RW: I hear people use the phrase “quantum winter” more these days and I always think it reflects the capital markets: excitement gets ahead of itself then things retrench. But the result, nonetheless, is people starting to talk about a quantum winter. Is it true?

AK: I think that real hardware investments take significant amounts of money. I think it takes hundreds of millions a year to be able to make progress on that. If you think that’s a 10-year journey, that’s not made-up money, . . . you need $1bn real cash that you’re going to spend, maybe more.

Then you need all of the expertise around materials and electronics and cryogenics and quantum physics. So you need a team that is pretty big.

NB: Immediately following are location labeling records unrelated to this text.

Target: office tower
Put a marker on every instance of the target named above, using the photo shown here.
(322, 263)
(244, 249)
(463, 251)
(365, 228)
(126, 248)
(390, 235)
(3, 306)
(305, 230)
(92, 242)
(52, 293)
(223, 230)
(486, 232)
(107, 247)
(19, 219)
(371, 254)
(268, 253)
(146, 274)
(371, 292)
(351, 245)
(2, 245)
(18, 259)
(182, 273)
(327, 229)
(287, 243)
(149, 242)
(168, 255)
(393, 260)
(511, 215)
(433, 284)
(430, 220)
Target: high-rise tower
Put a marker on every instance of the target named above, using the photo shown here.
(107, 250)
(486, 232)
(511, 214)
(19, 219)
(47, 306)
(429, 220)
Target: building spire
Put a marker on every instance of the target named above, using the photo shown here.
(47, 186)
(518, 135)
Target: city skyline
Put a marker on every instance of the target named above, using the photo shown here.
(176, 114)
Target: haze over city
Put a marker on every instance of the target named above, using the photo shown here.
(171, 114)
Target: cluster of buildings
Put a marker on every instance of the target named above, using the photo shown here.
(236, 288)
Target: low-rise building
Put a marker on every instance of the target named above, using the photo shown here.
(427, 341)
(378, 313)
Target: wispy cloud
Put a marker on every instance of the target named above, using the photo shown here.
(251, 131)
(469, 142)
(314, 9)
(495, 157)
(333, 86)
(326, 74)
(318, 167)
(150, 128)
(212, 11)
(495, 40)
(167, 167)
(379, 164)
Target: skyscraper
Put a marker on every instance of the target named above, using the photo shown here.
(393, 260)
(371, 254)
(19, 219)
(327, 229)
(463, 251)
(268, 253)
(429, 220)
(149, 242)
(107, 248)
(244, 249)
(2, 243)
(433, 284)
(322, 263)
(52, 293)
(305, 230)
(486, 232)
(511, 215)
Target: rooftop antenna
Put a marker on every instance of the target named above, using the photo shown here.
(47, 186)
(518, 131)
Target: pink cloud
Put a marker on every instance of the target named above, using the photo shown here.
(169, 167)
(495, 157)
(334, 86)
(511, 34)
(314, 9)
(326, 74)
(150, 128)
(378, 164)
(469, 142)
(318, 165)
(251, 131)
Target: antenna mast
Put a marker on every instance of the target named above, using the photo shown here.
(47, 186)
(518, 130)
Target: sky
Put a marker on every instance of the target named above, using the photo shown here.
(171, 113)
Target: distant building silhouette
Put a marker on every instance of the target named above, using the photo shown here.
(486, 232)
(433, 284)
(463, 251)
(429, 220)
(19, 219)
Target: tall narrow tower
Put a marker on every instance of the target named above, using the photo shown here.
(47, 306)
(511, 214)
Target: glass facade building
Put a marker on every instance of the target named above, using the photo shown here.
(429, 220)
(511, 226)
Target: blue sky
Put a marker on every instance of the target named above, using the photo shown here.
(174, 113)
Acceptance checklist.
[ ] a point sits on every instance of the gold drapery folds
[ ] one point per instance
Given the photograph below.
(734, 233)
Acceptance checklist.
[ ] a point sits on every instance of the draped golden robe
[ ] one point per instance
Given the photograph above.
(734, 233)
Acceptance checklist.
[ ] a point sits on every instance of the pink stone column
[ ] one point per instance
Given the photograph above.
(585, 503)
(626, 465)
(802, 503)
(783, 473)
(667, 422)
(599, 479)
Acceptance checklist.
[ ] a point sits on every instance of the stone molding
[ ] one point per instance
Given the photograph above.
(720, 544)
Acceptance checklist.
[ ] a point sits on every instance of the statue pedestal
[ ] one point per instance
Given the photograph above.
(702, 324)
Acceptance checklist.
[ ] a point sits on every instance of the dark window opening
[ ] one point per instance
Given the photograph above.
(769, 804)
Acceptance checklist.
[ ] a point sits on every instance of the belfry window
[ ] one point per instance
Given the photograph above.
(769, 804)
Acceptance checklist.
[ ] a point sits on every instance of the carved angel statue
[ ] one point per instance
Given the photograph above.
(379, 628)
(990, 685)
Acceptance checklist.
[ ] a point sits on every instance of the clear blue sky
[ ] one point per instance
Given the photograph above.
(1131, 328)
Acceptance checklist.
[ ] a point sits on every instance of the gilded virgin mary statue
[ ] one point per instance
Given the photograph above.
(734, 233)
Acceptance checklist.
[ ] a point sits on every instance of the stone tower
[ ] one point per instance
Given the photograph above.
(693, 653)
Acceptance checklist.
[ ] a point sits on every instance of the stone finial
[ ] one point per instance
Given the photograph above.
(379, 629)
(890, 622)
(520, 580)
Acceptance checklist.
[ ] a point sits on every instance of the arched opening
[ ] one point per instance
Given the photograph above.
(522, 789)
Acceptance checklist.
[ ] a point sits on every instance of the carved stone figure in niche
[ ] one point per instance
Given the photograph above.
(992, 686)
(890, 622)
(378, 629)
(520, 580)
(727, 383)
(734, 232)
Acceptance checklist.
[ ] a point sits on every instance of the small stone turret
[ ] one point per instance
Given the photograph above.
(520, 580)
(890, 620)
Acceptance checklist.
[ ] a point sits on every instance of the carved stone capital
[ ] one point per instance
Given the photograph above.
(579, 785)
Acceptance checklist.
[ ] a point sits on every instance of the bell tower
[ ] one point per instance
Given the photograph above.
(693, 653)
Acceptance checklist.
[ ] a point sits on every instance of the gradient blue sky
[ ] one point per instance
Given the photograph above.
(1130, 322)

We’re still at the phase where people are debating which material for a transistor, in this case what kind of qubit . . . it’ll probably take another six, 10 years to play itself out.

RW: But some commercial advantage before the end of the decade and maybe substantially earlier than that?

AK: I think it could be much earlier than that. You wrote about the Chinese paper which said that with 370 qubits you can do something. We can all debate the veracity of that paper, but I don’t think it matters. What it says is that people are now thinking about what you do with hundreds of qubits. That is the real breakthrough

There are some people who claim nothing will happen until we have a million qubits and we’re completely fault tolerant and we are noise-free with error correction. But that would be like saying: ‘Let’s not send Chuck Yeager circling round the earth once until I can build a spaceship that can visit the next galaxy! I’m not going to spend a dime!’ What?

You’ve got to first just learn how to launch a rocket, then you’ve got to learn how to circle the earth once, then you’ve got to learn how to come back with the person safely. Then, maybe, you put them into geostationary orbit, then maybe we learn to launch a satellite, then maybe we send an unmanned rocket to the moon, then maybe we send a manned rocket to the moon that could come back.

So that’s why — to me — this idea that you must be able to do a million qubits error-free is ludicrous.

I think that once we’re in the hundreds, maybe thousands, maybe with better quality than today but not perfect, they’re going to come out with really innovative use cases.

The above transcript has been edited for brevity and clarity.